Digital Public Infrastructure: Modi and Gates in Conversation

Prime Minister Narendra Modi’s engaging conversation with Bill Gates covered a range of important subjects. We bring you excerpts of the interview with a focus on India’s digital revolution, advent and use of AI and data protection and benefits thereof. They touch upon the relevance of taking into account a country’s Green GDP in evaluating success and uniting a country as vast as our in the face of a global pandemic.

Modi: We had extensive discussions before the G20 summit and you’ve likely noted, the summit’s proceedings took various turns. I believe we have now aligned with G20’s core purposes and objectives bringing them into the mainstream, I hope your first-hand experience echoes this sentiment.

Bill Gates: The G20 was more inclusive. And so, it was fantastic to see that India in hosting it really raised things like digital innovation and how this south, south collaboration can be far more than just the dialogue with the north that can actually be system that improves health. And, our foundation is so excited about the positive results that you’ve achieved here in India that we’ll be a partner in trying to take that into many other countries.

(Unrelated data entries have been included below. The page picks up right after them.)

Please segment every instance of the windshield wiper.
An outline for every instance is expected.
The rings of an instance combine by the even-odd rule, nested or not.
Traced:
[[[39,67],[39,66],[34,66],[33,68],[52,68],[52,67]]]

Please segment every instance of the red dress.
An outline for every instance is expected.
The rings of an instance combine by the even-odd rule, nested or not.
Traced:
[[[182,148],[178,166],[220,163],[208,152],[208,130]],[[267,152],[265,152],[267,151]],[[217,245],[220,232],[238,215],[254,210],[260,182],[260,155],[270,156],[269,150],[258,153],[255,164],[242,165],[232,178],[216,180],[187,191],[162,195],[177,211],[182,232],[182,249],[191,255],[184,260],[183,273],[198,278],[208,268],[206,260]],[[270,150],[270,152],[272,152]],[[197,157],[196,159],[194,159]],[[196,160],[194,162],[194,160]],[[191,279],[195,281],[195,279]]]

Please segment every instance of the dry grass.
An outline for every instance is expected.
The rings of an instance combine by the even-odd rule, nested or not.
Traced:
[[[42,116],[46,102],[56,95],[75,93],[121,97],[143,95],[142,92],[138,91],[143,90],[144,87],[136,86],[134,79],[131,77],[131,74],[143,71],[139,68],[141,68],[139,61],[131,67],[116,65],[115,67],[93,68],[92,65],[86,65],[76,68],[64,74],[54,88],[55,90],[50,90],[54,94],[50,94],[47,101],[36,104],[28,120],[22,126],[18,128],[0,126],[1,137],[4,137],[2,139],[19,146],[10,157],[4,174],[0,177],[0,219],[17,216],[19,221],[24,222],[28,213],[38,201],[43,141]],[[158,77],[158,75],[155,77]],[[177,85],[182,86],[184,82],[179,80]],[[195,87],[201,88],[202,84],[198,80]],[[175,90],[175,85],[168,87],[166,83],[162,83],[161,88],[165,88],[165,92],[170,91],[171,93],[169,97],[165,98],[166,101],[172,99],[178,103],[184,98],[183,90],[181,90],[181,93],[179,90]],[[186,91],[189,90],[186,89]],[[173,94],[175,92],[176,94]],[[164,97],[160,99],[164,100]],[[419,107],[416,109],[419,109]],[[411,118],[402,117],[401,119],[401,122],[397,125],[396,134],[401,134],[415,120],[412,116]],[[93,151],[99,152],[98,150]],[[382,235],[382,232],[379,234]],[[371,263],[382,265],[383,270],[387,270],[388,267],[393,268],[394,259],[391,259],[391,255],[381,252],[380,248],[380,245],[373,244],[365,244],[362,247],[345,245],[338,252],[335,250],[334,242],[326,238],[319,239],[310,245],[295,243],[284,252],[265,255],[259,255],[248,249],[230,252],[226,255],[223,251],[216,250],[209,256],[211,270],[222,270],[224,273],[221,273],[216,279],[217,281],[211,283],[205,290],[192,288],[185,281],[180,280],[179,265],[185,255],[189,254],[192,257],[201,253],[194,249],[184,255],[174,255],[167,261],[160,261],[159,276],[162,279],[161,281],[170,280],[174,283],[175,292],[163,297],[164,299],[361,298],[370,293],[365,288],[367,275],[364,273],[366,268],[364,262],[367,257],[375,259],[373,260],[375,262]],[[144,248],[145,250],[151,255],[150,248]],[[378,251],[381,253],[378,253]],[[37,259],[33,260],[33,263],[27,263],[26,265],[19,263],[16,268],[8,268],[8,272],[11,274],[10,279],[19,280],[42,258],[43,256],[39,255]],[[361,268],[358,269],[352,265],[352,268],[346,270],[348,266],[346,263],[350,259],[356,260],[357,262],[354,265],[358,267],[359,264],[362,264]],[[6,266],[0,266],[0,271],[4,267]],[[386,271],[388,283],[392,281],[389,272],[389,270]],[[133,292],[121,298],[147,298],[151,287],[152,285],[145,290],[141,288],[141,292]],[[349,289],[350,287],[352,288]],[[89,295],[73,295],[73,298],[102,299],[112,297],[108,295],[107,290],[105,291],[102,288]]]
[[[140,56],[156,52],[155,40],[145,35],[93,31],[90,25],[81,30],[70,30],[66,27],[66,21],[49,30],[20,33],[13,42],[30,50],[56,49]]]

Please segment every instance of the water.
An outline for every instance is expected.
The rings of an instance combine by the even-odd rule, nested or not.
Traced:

Modi: You are right. During the G20 summit in Indonesia, representatives from around the world expressed their curiosity about the digital revolution we have spearheaded. I explained to them our foundational approach is that we have democratized technology to prevent monopoly. It is by the people and for the people and we have committed to ensure that emerging talents from within the community can continuously contribute and enhance its value to foster trust in technology among people.

Bill Gates: In areas like digital government. India’s not only adapting technology, but it’s actually leading the way. What are some of the things you’re excited about?

Modi: Health, agriculture and education. India has built 2 lakh Ayushman Arogya mandir health centres in villages. These are linked directly through modern technology with the best hospitals. Initially the patients wondered how can they be accurately diagnosed without a doctor physically examining them but later they understood with the right technological instruments even a doctor sitting hundreds of kilometers away can indeed diagnose them correctly. So, people’s confidence is increasing. This is the power of digital platforms. And secondly, education, I want to provide the best education to children. I want to use technology to bring quality education and fill in the gaps. Additionally, we are working towards aligning content with children’s interest in visuals, storytelling and we are creating that kind of content. Even in agriculture we are bringing a big revolution where I want to change the mindset.

Bill Gates: In one of the themes, I think India brings to technology is that it should be available for everyone actually, lifting up those who need it the most.

Modi: When I used to hear about digital divide in the world, I used to think that I will not let anything like this happen in my country. And digital public infrastructure is a big requirement in itself. Today I want to extend this digital facility to all our villages. So, I think that is a very big target group. Women are more open to adopting new technology in India. I have launched a program – Namo Drone Didi, empowering 15,000 women led self-help groups with drones and this has two goals. Firstly, I would like to make 3 crore women ‘lakhpati’ Didi in Indian villages. So, I want to make that psychological change and make a big impact. Secondly, I don’t want women to be limited in the same age-old tasks and hand them technology instead. I need to modernize agriculture and make it scientific. It is running very successfully.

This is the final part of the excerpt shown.